Max, I’m wondering if there’s any way to look at the average “UZR-against” for each of the bins. I’d love to know if there’s any significant correlation between the “UZR-against” and these weighted run values for any given player.

Presumably, since UZR doesn’t capture the “quality” of the balls hit into a particular zone, we might be able to adjust UZR on any given BIP to account for the hitter’s average weighted run value for that type of BIP (assuming, of course, that a meaningful correlation exists)

• Max Weinstein said...

I haven’t played with bins, I think Bill’s app does that nicely. I like what your saying though — and I’d have to assume there probably is a pretty good correlation there. I might do something with RF, just to keep things simple, to start.

• tz said...

If you can look into that, I’ll look into your Dominican birth certificate to see if you’re really a teenager

Cause if you are, you just might be the Mike Trout of the saber-verse.

Excellent stuff, as always!

3. Andy said...

Always welcome another analysis from you, Max.

I’m glad you mentioned the difficulty in classifying LD vs. FB, because I have long wondered about that. It’s obviously a convenient classification good for generally describing what happened, but for serious analysis needs to give way to more precise definitions.

I was at first surprised to see the big difference in BABIP and RV for FB (and to a lesser extent, LD) pull vs. center and opposite. I understand that pulled balls are likely to be hit harder, with more authority, but against that I would have thought the OF would be positioned expecting the pulled ball more likely. That is either not the case or doesn’t contribute much.

I suppose in the case of FBs that’s because most of the run value is from HRs (and technically they are not BIP)? Depending on just how FB vs. LD classification is made, I would think FBs to any field that don’t leave the park would have about an equal chance of being caught? So that most of the greater value of pulled FBs is from being much more likely to be HRs?
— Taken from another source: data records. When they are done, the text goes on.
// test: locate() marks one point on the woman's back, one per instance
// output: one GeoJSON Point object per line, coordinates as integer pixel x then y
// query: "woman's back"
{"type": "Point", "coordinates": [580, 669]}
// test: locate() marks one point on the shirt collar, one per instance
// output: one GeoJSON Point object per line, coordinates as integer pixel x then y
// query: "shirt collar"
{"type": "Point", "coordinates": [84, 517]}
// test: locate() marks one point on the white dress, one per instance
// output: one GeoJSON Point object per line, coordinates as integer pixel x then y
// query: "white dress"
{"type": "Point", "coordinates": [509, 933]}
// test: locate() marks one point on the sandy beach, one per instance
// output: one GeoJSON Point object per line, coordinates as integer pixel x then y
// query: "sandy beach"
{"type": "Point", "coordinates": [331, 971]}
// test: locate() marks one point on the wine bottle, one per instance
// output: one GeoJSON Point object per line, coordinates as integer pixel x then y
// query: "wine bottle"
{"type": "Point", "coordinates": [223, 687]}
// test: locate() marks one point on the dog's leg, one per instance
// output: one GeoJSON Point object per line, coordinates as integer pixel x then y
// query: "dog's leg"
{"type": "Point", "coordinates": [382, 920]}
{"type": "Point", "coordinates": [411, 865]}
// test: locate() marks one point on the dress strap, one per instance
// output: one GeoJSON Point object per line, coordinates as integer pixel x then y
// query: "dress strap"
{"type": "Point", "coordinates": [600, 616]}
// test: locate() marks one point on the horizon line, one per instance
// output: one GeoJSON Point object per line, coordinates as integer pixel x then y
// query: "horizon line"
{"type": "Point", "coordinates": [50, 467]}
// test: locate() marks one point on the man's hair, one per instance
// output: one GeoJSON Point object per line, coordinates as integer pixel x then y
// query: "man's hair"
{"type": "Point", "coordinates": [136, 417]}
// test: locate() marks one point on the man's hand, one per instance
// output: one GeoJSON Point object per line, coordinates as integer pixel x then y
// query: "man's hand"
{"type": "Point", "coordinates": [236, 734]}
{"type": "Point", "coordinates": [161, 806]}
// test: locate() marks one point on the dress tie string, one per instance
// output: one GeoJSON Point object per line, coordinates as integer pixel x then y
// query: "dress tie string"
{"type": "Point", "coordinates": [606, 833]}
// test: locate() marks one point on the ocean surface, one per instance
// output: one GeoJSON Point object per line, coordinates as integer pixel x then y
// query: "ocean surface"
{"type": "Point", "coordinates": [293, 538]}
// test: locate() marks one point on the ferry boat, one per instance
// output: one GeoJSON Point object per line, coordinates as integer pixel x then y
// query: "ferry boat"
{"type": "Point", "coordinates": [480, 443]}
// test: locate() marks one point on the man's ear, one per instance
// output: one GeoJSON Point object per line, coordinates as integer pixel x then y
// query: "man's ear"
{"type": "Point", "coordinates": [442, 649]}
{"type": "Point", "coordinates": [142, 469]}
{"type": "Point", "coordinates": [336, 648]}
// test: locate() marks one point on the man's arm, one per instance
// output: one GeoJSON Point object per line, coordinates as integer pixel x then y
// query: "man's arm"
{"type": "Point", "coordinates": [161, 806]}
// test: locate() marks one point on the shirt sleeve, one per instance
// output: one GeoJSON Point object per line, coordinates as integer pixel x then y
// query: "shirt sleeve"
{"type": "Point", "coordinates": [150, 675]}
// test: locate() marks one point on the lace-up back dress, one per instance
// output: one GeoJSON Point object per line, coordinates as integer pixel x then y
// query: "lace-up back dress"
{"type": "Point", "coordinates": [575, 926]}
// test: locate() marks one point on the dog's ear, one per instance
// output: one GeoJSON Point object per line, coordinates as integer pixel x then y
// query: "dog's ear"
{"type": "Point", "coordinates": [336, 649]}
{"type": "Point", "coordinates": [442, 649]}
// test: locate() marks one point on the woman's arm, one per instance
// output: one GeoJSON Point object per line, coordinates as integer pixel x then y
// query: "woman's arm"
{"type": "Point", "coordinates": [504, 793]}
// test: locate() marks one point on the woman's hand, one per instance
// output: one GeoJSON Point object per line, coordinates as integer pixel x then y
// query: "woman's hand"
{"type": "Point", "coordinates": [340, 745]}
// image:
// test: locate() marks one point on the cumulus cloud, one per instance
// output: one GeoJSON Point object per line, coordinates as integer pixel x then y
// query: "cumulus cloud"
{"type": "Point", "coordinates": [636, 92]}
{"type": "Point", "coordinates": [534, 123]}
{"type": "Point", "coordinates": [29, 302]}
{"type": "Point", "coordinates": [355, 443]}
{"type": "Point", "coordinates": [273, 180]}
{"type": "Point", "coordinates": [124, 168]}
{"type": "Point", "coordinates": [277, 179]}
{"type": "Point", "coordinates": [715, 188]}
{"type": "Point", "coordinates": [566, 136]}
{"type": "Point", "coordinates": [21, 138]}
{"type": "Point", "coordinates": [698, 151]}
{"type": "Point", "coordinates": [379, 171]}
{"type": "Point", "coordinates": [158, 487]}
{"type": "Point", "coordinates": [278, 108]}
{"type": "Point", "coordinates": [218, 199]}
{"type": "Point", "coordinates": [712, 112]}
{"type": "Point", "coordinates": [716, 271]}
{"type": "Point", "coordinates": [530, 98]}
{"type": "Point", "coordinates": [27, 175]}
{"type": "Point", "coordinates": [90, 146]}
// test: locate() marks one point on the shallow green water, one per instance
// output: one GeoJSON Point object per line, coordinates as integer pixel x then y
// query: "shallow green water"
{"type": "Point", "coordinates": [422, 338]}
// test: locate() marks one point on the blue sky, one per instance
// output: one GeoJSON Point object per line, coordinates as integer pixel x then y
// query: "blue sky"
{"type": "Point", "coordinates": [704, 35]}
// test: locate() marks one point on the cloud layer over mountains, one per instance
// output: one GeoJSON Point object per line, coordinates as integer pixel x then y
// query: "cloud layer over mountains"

But since there is also a substantial spray difference for LDs, it does raise the question: if shifts work for the infield, as the greater value of opposite field GBs suggest, could they/should they be used more in the outfield? That is, should the OF positioning take into account that a pulled LD will be hit harder, and thus give the OFer less time to make a play on it?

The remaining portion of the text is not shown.